I agree that many skills are needed to adequately work with big data. Some of the skills in this cloud are
- business analyst who identifies what a business needs or would find valuable along with plausible ideas of what might be technically possible
- architect capable of turning the business analyst’s vision (which is likely partially right and partially wrong) and converting it into something that can actually be built
- data gatherer (both raw data and ground truth)
- digital rights manager
- data manipulator
- data organizer and cataloger
- model builder
- machine learning expert
- visualization builder
- security architect to ensure data is protected
- DevOps person to continuously fuse all these parts together over the course of many experiments
- statistician
- lawyer to oversee the contracts across the many different parties involved
- dynamic presenter who can persuasively demonstrate the solution
Sure, there may be a few brilliant, lone wolf geniuses out there who possess all these skills. But, realistically, it is inconceivable to me that there will ever be a large number of people who have all of these skills, and thus become true examples of the all-inclusive “Data Scientist”.

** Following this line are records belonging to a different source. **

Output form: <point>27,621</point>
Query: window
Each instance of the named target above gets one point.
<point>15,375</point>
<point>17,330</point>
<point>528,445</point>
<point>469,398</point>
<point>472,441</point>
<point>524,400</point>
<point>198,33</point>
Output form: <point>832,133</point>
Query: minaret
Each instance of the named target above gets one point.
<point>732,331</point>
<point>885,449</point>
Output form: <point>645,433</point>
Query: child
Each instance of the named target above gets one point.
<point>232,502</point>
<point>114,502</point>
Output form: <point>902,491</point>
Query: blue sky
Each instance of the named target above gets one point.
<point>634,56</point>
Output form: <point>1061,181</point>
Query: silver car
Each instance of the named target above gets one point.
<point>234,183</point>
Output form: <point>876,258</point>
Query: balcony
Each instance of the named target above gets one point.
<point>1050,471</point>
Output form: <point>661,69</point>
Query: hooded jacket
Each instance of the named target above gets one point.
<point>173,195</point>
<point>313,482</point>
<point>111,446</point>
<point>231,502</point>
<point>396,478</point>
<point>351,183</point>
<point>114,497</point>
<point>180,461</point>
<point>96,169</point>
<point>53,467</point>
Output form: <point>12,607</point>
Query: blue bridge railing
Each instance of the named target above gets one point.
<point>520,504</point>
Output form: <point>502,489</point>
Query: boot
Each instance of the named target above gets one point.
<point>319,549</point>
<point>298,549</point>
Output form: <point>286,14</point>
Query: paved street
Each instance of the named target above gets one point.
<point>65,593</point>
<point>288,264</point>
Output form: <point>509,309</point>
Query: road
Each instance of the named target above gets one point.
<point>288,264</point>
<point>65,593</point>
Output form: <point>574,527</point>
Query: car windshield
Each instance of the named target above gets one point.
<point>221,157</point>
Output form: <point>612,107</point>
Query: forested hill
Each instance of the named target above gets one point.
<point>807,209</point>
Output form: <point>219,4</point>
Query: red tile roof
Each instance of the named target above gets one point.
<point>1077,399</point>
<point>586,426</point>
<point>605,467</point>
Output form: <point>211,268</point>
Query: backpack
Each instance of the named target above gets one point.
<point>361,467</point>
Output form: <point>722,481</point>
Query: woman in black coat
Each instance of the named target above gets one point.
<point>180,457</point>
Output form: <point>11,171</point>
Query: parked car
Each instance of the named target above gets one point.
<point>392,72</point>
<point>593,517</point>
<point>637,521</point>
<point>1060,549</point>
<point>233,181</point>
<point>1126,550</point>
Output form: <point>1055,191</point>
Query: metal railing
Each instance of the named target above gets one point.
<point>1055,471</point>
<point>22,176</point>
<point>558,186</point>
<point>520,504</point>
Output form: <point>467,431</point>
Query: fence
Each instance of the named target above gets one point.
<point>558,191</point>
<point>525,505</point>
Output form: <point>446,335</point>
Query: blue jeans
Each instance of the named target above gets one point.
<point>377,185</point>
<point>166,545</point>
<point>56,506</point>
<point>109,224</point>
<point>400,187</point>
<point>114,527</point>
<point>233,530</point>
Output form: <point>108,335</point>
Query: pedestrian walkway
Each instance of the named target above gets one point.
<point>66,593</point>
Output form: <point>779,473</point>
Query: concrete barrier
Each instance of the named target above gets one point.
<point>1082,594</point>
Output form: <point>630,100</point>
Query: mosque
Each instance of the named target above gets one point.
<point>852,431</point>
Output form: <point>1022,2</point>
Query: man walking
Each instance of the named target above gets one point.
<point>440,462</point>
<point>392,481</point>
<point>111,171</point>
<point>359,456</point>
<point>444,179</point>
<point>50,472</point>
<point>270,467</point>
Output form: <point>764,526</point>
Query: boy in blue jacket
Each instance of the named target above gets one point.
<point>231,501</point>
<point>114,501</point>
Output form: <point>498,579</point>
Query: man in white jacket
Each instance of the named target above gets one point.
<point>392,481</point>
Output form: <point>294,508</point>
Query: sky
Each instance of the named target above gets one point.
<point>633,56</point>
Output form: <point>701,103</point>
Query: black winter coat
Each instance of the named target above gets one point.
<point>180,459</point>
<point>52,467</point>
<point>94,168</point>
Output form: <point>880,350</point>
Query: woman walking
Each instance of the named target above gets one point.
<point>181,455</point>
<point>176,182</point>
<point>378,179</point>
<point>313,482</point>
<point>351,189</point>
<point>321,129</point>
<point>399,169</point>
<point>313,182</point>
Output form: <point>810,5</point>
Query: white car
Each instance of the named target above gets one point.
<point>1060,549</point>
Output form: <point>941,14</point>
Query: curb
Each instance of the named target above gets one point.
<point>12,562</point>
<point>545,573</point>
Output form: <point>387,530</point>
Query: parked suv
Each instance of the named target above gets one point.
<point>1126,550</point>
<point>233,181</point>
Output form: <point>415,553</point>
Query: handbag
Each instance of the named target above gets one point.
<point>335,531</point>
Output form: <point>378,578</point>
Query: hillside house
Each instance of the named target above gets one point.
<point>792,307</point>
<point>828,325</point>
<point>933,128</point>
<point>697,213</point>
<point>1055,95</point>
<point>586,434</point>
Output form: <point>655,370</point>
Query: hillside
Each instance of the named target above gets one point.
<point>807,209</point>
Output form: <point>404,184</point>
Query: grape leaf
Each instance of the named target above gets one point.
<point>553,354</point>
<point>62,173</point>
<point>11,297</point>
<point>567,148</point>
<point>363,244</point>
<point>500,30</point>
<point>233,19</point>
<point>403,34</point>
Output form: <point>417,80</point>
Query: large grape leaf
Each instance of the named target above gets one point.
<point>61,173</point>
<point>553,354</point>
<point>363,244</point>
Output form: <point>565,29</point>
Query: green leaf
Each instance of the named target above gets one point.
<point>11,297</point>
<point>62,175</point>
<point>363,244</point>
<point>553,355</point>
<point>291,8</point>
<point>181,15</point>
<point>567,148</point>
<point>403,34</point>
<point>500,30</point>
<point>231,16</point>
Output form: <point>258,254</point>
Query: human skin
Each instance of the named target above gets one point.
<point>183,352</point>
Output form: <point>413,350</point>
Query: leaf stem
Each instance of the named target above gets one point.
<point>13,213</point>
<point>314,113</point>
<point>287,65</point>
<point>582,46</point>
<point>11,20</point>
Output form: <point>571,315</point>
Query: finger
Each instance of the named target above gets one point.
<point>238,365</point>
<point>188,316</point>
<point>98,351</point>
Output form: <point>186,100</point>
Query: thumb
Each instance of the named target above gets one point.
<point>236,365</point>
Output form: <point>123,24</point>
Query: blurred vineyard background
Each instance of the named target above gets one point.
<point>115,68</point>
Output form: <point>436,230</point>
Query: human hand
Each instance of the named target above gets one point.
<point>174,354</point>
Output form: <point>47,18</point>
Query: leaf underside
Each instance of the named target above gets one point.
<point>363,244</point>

Instead of trying to jam all of these skills into a single person, what we really need are “Data Teams”. Every other kind of engineering uses teams, so why should the world of Big Data be different? I predict two possible evolutions for the term “Data Scientist”:
- [all-inclusive] The term Data Scientist continues to be all-inclusive, becoming so broad and so ill-defined that it becomes unstable and completely collapses, signifying nothing useful. It will be added to the trash heap of unused terms.
- [data-focused] The term Data Scientist will come to mean a person responsible for the large volumes of data. In the list above, this includes data gatherer, digital rights manager, data manipulator, and data organizer. Of course people who play this role can have other, non-Data Scientist skills, too.
Let’s stop pretending we are searching for, or attempting to train, individuals who possess all of these skills. The all-inclusive version of the term “Data Scientist” is not stable.
I strongly encourage we adopt the “data-focused” version, because I believe we absolutely need people to perform this new and critically important role. Data is a new element to the puzzle and it will require special tooling and expertise. And Data Scientist seems to be the perfect term for someone concerned with the technical, organizational and legal aspects of Big Data. But we need to see the Data Scientist as just one member of a larger Data Team.
What do you think? Is there a better term for a data-focused member of the team? What skills can we realistically expect from a “data-focused” person?